Please also provide some estimates of how much data is backed up each time. It would be good to know how far off we are from the optimal network and disk bandwidth.

There are days when I have no failed backups and others when I have more than 20.
Backups are done incrementally so there could just be a lot more changes on some days.
 
so what about the new gdb backtrace?
I can do it again, but I doubt the instructions are different.
If I can, I'll do it this evening.

Just to be sure, can you benchmark the sustained write speed of the storage and collect disk and network utilization metrics during those backups?
I base my reasoning on the fact that there are times when performance, both in terms of speed and IO, is greater than when the problems occur.
If they were disk problems, I would expect the IOwaits to increase dramatically, but this doesn't happen.

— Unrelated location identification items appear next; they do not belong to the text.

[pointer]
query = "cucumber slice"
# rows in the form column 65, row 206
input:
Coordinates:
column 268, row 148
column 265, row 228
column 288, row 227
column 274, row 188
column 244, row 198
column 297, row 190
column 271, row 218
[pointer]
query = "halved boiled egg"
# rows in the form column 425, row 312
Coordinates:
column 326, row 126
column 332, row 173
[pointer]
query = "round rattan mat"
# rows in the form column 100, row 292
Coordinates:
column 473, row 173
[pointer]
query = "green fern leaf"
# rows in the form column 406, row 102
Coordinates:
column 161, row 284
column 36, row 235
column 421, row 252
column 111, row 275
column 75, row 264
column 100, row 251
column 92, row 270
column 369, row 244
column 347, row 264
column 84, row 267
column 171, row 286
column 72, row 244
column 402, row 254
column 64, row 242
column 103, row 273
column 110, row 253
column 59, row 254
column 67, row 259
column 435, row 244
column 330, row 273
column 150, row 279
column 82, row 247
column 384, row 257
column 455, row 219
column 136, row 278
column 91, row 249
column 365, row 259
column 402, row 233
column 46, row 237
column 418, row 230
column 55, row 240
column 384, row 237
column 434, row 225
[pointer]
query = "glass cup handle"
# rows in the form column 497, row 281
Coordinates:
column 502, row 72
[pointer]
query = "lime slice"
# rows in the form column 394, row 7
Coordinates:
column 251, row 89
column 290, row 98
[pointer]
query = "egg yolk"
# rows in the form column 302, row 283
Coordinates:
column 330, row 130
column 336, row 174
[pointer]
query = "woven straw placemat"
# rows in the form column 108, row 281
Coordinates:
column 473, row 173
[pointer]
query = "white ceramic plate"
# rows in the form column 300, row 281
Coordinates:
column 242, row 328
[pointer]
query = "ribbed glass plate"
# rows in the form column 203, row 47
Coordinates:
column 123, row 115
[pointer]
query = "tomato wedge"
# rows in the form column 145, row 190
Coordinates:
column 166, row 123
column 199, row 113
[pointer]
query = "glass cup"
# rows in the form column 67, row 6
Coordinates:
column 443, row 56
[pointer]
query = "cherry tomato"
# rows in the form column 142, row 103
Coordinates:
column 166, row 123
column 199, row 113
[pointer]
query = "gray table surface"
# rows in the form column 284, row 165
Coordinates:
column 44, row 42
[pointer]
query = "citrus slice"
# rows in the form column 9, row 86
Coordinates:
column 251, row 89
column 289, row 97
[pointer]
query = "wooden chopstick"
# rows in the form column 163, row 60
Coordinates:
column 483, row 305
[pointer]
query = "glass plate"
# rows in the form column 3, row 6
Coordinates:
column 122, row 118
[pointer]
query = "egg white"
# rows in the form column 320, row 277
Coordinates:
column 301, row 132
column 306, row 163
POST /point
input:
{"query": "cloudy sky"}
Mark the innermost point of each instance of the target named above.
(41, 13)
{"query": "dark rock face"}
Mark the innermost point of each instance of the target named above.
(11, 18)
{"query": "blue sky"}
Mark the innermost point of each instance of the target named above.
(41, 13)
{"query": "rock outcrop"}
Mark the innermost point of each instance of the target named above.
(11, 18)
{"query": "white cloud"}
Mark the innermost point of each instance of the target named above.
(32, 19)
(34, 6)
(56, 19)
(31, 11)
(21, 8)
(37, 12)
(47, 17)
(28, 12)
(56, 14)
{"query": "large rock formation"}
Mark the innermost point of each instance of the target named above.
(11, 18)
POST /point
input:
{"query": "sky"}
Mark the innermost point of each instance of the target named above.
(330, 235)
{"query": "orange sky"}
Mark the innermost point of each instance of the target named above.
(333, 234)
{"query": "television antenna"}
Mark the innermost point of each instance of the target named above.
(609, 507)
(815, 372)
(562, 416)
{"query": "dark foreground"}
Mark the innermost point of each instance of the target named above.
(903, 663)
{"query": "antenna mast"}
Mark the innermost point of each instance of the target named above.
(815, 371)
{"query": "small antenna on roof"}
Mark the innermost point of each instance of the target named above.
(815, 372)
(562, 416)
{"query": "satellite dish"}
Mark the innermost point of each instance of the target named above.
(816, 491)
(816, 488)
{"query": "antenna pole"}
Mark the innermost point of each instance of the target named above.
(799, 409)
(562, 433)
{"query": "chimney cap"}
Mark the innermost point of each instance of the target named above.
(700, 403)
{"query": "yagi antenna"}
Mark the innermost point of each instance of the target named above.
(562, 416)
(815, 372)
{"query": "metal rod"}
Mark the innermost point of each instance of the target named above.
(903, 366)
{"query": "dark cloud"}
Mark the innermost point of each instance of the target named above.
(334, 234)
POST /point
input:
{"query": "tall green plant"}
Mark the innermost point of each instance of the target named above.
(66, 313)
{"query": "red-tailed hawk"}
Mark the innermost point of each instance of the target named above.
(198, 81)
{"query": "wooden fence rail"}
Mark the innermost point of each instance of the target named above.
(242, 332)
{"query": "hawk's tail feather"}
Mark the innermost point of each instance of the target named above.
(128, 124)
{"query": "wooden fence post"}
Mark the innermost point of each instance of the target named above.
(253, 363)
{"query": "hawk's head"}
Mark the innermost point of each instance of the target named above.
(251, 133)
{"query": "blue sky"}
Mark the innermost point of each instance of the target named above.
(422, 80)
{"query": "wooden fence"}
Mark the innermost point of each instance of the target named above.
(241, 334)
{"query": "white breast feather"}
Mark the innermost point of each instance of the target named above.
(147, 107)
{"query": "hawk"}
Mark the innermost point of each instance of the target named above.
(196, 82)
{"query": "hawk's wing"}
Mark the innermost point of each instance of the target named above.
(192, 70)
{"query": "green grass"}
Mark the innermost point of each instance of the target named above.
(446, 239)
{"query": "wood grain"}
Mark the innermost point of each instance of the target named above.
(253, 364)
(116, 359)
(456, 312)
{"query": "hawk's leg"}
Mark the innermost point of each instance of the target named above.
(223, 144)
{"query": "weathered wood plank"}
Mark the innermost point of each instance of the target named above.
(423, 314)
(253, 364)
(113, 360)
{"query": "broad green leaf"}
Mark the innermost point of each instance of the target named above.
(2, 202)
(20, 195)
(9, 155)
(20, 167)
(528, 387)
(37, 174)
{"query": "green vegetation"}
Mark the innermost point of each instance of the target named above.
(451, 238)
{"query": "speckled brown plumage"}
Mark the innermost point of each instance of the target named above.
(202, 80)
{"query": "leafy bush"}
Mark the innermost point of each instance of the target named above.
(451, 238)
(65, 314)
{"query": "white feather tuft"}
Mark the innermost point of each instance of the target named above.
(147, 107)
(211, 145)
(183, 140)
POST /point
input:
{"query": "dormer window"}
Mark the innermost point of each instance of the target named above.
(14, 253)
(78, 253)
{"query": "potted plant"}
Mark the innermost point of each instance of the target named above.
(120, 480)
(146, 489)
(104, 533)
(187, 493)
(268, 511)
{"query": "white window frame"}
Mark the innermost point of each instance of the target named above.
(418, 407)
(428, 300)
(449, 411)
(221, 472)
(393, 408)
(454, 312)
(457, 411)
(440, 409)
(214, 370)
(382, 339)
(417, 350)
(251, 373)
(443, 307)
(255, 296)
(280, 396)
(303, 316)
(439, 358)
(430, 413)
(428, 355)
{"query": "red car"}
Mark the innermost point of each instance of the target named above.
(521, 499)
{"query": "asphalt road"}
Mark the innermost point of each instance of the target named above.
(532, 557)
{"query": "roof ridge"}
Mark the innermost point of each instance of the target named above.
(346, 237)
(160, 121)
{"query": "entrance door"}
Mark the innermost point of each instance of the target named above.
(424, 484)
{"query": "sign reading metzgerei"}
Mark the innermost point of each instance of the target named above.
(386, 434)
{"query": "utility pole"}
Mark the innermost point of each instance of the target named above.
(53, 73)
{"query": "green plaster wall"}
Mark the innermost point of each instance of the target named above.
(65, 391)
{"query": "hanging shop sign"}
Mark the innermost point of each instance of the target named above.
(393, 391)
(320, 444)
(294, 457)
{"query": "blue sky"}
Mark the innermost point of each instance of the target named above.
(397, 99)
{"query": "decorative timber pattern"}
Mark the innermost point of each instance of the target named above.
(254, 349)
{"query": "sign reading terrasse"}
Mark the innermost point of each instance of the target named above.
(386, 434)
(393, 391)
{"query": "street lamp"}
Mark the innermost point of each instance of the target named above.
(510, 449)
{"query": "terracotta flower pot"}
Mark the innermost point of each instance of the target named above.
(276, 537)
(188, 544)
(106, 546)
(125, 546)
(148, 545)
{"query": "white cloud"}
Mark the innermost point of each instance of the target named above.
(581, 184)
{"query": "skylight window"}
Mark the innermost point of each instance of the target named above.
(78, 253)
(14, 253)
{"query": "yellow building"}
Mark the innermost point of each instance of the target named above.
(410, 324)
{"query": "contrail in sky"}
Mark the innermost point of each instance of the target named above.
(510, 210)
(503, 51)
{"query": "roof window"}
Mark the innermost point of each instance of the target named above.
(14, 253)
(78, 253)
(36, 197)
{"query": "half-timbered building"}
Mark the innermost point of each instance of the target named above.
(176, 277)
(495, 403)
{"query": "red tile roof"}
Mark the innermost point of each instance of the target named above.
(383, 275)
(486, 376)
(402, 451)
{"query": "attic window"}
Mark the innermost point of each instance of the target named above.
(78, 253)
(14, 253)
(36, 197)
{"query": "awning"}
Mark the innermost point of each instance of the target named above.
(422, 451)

Backups are done incrementally so there could just be a lot more changes on some days.
It could be, it's a very complex aspect to investigate.
 
if they were disk problems, I would expect the IOwaits to increase dramatically
If only one core is submitting and waiting for IO wouldn't that result in a maximum average iowait of 1/core_count? i.e. at most 3% if 31 cores are idle.

One core can still easily saturate the entire disk bandwidth, so it would be better to look at the actual transfer rates.

Or am I misunderstanding something?

It could be, it's a very complex aspect to investigate.
Have you done some back-of-the-envelope calculation? e.g. if you assume each server sends 10GB then the hardware needs to be able to transmit and store those 180 GB within a reasonable time.
 
Or am I misunderstanding something?
I hope that in that case the core will be changed.

if you assume each server sends 10GB then the hardware needs to be able to transmit and store those 180 GB within a reasonable time.
With seems to be a bandwidth issue because that there are times when performance, both in terms of speed and IO, is greater than when the problems occur.